Confira outros tópicos da entrevista coletiva de Renato Gaúcho após Vasco 0 x 1 Atlético-MG

Confira outros tópicos da entrevista coletiva de Renato Gaúcho após Vasco 0 x 1 Atlético-MG

Renato diz que Pedrinho está “correndo atrás de dinheiro” para reforçar o Vasco

Mais uma vez o técnico Renato Gaúcho deixou o estádio sob vaias da torcida do Vasco, em São Januário, após uma derrota da equipe. Neste domingo, o time entrou na zona de rebaixamento do Brasileirão ao sofrer um revés, por 1 a 0, para o Atlético-MG, pela 18ª rodada.

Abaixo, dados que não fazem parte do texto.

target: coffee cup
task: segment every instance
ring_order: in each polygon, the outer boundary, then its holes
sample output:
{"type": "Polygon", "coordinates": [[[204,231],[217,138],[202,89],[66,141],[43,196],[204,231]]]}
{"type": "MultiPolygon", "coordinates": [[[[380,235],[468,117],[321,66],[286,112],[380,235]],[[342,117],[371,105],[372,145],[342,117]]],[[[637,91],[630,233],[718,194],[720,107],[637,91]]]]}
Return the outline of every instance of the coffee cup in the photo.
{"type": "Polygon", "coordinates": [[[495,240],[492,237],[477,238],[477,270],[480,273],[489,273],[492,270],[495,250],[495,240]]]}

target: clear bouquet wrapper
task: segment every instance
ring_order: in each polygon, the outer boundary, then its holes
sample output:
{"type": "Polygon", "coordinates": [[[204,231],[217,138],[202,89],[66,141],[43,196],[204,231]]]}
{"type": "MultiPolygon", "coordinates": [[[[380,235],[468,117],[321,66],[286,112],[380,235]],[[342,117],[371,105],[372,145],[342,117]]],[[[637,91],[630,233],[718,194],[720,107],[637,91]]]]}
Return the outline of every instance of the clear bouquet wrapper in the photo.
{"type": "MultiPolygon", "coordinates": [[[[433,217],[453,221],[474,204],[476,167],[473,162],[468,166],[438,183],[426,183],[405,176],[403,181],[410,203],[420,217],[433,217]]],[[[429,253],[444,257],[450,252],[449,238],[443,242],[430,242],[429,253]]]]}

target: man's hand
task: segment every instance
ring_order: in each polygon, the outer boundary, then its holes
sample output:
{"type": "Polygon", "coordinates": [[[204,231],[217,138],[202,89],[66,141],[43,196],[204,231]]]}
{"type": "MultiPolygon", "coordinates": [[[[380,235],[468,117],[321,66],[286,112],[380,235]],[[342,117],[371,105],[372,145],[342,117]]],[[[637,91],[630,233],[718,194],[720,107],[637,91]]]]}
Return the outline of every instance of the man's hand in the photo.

— Comigo esse grupo ganhou 19 dos 42 pontos que disputou. É uma campanha muito boa. Infelizmente o Vasco não começou bem o campeonato. Está na zona de rebaixamento com 20 pontos, mas tem três/quatro clubes com 21 pontos, tem clubes com 22, tem clube em nono lugar com três pontos a mais do que a gente. Está muito embolado (…) O campeonato está bastante equilibrado nessa zona, e infelizmente vamos ficar essa folga para a Copa na zona.

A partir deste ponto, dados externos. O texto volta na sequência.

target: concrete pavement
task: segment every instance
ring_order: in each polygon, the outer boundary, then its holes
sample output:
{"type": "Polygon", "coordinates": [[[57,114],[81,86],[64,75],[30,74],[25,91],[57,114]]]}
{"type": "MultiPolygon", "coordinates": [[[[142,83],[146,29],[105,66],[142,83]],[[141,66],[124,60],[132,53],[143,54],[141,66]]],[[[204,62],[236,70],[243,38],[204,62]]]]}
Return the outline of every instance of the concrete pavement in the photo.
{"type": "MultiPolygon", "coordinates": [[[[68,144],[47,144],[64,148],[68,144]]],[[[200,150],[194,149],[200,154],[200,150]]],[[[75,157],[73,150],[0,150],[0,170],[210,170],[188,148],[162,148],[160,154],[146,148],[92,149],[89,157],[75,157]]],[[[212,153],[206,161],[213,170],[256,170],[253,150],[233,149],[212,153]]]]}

— Hoje o Vasco continua na zona, mas apenas um ponto atrás dos que estão fora. Fico triste pela nossa torcida, que deu mais um show hoje, mas tem hora que é preciso algo a mais. Espero que nessa parada todos possam refletir sobre o que fez, o que não fez e o que pode fazer.

O Vasco fez um jogo ruim tecnicamente, com muitos erros e chances desperdiçadas. O descontentamento que pairava na arquibancada durante o jogo explodiu quando a derrota foi sacramentada. Gritos de “time sem vergonha” e vaias ecoaram na arquibancada.

O planejamento para o restante da temporada, a folga durante a Copa e possibilidade de contratações foram temas que mobilizaram a entrevista coletiva. O treinador evitou comentar a chegada de reforços.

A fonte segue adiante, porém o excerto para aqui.